Both Martin, 17, and McBride, 19, were unarmed when they were shot. The people who killed them — George Zimmerman, a neighborhood watch volunteer who shot Martin in Florida, and Theodore P. Wafer, 54, of Dearborn Heights, Mich., a white man arraigned Friday afternoon on charges of murder in the death of McBride — say the shootings were justified.
But for civil rights activists, the two slayings are symptoms of the same condition: A society that undervalues the life of people of color and a legal system that makes it hard to prosecute those who kill.
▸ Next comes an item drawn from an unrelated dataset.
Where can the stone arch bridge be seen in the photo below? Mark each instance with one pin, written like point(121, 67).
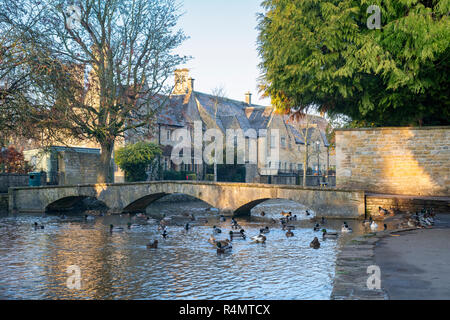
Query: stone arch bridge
point(237, 198)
Civil rights group across the political spectrum, joined by members of the Obama administration, including Atty. Gen. Eric H. Holder Jr., have questioned so-called stand your ground laws that expand how the idea of self-defense is applied.
“Theodore Wafer will stand trial for his deadly actions; prosecutors and law enforcement have determined that Wafer did not act in lawful self-defense under Michigan’s so-called ‘Stand Your Ground’ or ‘Shoot First’ law,” said Rashad Robinson, executive director of ColorOfChange, which describes itself as the nation’s largest online civil rights organization.